Empirical Population Genetics Data

One limitation of the simulations based on coalescent models is that these models may not represent the human population evolutionary histories accurately. Therefore, in our simulations, we also use empirical population genetics data from the population genetics database ALFRED (Osier et al. 2001; ALFRED Web site), which provides allele frequencies for SNPs and for microsatellite markers in different populations. For our simulations, we extracted 130 markers across four populations, including Danes, San Francisco Chinese, Biaka, and Maya. We use these four populations to represent populations from four different continents. For microsatellite markers, we pool the alleles to form biallelic markers with allele frequencies of 10%–90%.

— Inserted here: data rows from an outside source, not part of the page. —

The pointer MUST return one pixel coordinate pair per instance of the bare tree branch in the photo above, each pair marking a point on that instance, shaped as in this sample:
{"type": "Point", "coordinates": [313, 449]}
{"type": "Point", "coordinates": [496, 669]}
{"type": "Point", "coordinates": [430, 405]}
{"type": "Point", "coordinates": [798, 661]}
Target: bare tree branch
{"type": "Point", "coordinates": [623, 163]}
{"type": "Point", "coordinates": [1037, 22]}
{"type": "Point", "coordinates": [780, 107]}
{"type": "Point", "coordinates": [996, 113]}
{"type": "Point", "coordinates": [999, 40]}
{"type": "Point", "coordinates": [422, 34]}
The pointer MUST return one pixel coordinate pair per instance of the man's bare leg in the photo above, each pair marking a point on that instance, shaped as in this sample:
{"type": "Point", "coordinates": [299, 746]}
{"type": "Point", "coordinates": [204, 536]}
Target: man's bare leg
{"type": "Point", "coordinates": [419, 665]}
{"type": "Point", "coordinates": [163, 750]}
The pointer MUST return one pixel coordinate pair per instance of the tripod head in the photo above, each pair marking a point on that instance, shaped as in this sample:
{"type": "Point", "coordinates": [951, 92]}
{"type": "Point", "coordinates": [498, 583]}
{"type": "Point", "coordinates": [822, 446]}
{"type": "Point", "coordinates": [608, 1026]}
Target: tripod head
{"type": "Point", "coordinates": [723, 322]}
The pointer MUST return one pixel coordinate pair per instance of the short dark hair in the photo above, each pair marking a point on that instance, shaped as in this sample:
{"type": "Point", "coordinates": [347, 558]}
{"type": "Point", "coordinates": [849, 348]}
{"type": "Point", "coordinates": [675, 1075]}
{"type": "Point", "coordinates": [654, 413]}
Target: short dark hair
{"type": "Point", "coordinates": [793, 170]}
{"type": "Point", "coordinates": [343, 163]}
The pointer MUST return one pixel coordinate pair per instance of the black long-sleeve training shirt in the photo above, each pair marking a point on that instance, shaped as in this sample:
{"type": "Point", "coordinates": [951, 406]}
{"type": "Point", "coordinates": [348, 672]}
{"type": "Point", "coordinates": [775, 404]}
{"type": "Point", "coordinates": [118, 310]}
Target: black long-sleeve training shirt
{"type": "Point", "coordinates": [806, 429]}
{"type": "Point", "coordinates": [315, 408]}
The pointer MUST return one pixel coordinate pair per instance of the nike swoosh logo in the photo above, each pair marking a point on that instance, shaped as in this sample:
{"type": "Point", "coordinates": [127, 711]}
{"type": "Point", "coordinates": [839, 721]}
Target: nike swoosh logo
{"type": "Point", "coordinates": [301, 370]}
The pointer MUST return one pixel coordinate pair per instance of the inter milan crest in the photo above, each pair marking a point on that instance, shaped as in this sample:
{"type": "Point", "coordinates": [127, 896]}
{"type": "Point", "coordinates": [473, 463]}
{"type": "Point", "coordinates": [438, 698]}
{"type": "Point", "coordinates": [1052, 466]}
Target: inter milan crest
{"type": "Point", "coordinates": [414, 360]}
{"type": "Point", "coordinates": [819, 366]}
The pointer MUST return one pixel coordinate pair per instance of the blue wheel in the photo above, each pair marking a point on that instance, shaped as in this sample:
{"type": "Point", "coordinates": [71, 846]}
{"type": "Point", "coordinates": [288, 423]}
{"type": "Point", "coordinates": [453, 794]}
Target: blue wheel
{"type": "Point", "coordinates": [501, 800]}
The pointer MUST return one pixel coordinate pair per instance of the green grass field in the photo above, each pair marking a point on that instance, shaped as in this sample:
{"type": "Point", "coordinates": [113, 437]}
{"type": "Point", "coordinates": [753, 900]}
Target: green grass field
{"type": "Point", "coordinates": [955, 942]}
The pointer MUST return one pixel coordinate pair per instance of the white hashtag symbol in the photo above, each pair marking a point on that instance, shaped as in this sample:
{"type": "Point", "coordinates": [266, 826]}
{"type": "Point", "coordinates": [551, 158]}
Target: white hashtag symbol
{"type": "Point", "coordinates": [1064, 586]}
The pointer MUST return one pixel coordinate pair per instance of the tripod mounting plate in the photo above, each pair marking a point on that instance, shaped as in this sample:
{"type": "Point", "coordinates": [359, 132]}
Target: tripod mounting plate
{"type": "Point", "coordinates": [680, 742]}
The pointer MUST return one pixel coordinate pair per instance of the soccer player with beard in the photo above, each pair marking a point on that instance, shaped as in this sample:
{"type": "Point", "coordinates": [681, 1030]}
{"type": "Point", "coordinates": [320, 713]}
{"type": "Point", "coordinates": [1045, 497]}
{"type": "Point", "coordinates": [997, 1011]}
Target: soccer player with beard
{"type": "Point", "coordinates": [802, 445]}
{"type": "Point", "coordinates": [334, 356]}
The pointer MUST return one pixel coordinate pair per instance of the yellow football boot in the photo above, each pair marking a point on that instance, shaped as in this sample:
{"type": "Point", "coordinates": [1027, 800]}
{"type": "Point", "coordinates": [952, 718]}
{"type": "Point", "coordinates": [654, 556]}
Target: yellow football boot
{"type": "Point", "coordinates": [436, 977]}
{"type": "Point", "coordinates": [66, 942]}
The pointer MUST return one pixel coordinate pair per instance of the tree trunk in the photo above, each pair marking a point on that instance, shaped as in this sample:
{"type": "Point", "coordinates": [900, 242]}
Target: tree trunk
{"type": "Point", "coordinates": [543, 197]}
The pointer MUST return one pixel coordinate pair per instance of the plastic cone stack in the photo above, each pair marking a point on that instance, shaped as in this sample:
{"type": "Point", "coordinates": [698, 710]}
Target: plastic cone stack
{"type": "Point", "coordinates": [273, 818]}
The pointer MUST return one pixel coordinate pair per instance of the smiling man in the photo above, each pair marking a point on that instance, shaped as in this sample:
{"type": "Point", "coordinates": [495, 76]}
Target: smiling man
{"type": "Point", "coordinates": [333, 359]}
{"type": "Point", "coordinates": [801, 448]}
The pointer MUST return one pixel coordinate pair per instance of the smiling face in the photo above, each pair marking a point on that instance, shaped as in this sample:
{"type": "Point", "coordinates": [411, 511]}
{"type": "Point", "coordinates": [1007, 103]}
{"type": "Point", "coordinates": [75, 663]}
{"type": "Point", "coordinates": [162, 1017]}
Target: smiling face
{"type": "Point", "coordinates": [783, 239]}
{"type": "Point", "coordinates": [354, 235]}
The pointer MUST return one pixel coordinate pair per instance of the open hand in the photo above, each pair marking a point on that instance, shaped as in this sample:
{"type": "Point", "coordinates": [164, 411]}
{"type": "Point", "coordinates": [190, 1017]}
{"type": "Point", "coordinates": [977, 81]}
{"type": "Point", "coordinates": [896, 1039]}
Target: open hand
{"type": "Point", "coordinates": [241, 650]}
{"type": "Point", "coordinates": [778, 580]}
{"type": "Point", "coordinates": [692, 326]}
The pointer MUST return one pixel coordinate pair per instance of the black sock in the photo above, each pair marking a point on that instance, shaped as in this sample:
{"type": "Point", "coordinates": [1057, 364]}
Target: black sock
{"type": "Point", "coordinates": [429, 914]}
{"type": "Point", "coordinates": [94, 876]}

For simulations based on empirical population genetics data, we consider different numbers of markers used to infer pairwise relationships, different trait-value distributions, and different schemes to assign alleles conferring high trait values. We generate 20 replications, with each replication consisting of a total of n individuals. Among these n individuals, there are .5n individuals sampled from the Danes, .2n individuals from the Chinese, .2n individuals from the Biaka, and .1n individuals from the Maya. In the determination of the allele that increases the quantitative trait values, we either fix the same allele in the two subpopulations (denoted as the “fixed” simulation design in the following discussion) or randomly choose one of the alleles with probability according to allele frequency in each subpopulation (denoted as the “random” simulation design in our following discussion). The trait values are generated according to the model in equation (6) above, with the only difference being that there are four population trait means, μ₁,…,μ₄, considered in the simulation, where μ_i=μ₀₀, α_i=β_i=μ₀×R_i, and the e_ij are random variables from a normal distribution or random variables from a log-normal distribution. In the type I error examination, we set μ₀₀=2 and μ₀=0. For power comparisons, for each replication we systematically assign the trait locus to be one of the markers. Therefore, for each replication sample, we generate 130 samples with trait values determined from different markers. We set μ₀=μ₀₀=2, R₁=1/4 for Danes, R₂=1/3 for Chinese, R₃=1 for Biaka, and R₄=1/2 for Maya. In both type I error assessments and power comparisons, we use 2,000 simulated samples to estimate the P value for each simulated sample.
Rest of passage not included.